Washington, D.C. – Senate Majority Leader Chuck Schumer (D-NY) today spoke on the Senate floor regarding H.R. 1, the energy package introduced by the House Republicans. Below are Senator Schumer’s remarks, which can also be viewed here:
Yesterday, the UN International Panel on Climate Change released their most dire warnings to date: unless the world swiftly transitions to clean energy and curbs emissions, our planet risks crossing a point of no return sometime in the next decade. What awaits us on the other side could be severe and irreversible: droughts, storms, crop failures at a level we can scarcely imagine today.
When I think of my young grandchildren and I worry about the world they're going to grow up in, this is something that should make every one of us want to do something real about climate change.
Unfortunately, House Republicans seem to think the best solution for our energy needs is not to help America transition to clean energy but, unfortunately, they think doubling down on more giveaways to Big Oil is the way to go.
I have been very clear about two things: Democrats want to see a bipartisan, commonsense energy proposal come together in Congress, but Republicans’ H.R. 1 proposal is dead on arrival in the Senate.
Let me just repeat that so they hear it on the other side of the aisle: H.R. 1 is dead on arrival in the Senate.
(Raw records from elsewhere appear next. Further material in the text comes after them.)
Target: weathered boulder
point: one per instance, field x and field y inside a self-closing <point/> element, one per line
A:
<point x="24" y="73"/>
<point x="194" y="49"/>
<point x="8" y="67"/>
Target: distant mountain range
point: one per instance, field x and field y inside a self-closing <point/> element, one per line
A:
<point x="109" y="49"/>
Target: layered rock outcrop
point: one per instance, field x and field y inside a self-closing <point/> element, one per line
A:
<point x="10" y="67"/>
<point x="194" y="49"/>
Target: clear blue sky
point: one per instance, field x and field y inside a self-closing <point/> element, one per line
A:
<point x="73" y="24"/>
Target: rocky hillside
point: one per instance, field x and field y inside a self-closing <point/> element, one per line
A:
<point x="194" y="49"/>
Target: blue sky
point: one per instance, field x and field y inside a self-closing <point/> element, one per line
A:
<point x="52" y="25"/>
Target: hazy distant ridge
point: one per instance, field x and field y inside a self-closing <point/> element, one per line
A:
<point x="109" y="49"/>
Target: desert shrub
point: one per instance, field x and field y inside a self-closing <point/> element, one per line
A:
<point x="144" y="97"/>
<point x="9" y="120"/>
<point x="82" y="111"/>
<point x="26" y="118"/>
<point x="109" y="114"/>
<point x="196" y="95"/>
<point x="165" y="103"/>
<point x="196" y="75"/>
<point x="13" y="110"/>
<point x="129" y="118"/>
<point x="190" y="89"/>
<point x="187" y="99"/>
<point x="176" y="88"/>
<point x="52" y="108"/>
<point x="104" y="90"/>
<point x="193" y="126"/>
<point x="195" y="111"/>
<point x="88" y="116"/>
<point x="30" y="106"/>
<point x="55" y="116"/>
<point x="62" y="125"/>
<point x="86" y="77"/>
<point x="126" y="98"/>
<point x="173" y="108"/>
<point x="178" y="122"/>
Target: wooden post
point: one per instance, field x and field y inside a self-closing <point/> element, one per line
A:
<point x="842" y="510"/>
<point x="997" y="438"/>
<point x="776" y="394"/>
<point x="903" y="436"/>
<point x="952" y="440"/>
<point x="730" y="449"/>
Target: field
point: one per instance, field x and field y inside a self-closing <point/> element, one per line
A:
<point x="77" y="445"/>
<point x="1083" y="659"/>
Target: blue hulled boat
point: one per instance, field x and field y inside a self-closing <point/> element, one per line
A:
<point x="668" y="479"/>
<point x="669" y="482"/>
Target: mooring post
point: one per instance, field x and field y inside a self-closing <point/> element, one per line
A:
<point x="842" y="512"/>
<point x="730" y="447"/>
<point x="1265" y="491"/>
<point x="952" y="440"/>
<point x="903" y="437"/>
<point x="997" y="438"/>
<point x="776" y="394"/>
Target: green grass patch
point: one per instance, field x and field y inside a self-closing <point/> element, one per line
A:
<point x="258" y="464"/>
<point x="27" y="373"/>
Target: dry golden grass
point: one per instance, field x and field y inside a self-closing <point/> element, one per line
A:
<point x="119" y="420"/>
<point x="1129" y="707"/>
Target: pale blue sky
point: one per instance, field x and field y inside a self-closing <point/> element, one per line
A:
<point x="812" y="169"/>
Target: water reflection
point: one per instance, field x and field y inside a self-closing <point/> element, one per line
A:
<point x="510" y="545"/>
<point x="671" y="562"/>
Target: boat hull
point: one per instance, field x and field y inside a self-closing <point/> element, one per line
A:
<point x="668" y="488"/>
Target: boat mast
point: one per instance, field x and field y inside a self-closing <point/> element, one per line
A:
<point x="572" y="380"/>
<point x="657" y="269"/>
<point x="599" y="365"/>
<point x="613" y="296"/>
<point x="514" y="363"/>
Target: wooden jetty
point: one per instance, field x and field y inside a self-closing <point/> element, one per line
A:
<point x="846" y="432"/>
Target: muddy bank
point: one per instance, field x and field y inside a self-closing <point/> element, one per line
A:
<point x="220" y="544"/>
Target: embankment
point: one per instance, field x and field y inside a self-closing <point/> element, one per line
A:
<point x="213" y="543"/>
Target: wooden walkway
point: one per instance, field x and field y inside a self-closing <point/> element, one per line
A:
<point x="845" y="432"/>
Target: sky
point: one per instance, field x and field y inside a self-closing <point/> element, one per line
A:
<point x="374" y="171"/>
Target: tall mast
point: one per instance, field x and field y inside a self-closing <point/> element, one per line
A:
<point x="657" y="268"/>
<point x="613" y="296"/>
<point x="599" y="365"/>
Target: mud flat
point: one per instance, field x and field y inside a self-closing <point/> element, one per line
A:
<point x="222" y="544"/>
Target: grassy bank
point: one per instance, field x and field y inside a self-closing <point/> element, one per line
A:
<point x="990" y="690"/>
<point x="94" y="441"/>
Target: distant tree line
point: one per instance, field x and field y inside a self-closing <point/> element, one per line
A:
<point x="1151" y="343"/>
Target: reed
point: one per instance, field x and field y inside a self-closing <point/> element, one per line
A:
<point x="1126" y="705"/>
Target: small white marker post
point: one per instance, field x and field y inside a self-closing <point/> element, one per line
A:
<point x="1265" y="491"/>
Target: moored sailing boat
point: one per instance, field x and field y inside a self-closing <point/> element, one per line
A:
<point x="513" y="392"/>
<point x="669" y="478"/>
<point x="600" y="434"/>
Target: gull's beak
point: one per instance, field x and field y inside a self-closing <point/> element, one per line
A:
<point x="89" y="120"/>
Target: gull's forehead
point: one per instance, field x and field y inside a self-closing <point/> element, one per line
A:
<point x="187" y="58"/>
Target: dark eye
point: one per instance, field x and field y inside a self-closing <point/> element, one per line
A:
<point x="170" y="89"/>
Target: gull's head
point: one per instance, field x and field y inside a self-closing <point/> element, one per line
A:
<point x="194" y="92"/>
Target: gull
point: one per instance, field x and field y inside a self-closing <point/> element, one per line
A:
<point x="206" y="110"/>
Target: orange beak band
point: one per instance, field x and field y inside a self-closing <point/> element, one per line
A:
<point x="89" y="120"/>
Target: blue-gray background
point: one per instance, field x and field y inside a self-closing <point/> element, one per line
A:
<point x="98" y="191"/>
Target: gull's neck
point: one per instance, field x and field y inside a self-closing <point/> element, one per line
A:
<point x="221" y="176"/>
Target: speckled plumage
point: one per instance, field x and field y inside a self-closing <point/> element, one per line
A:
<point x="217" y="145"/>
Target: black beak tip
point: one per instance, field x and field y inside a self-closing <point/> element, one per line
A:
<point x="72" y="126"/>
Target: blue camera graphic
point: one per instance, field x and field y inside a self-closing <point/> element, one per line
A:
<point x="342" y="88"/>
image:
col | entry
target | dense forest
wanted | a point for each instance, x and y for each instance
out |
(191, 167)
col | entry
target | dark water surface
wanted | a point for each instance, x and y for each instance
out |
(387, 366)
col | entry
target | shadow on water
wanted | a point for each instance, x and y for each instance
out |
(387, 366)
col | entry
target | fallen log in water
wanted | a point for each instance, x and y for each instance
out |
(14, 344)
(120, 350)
So you can do all the hoopla you want in the House, it ain't passing. It's not going to change a thing.
No serious proposal would omit, as the House bill does, long overdue reforms for accelerating the construction of transmission, to bring clean energy projects online. You can't have a good bill without some transmission.
Transmission is vital to getting clean energy from where it is produced to where people live, but the Republicans’ H.R. 1 proposal leaves this problem untouched. It’s one of the major things we must do this year.
No real energy proposal would stuff itself with poison pills in the way Republicans’ H.R. 1 does as well. House Republicans want to repeal everything from the Greenhouse Gas Reduction Fund, to the methane fee – imagine repealing the methane fee when methane is ten times as dangerous as CO2 – and the royalty reform for oil and gas leases. Democrats just passed these into law—to wide acclaim throughout the country and throughout the world—through the Inflation Reduction Act, so to undo them a few months later is ludicrous, it’s laughable, it’s not happening.
Until Republicans recognize that permitting reform is an essential step towards laying the foundation for clean energy and that transmission is essential no proposal or package they put forward will be taken seriously. Fortunately, there are some on both sides of the aisle in both houses who are attempting to put together bipartisan legislation and it has my blessing for them to try and come up with something that would be reasonable, productive, and could pass.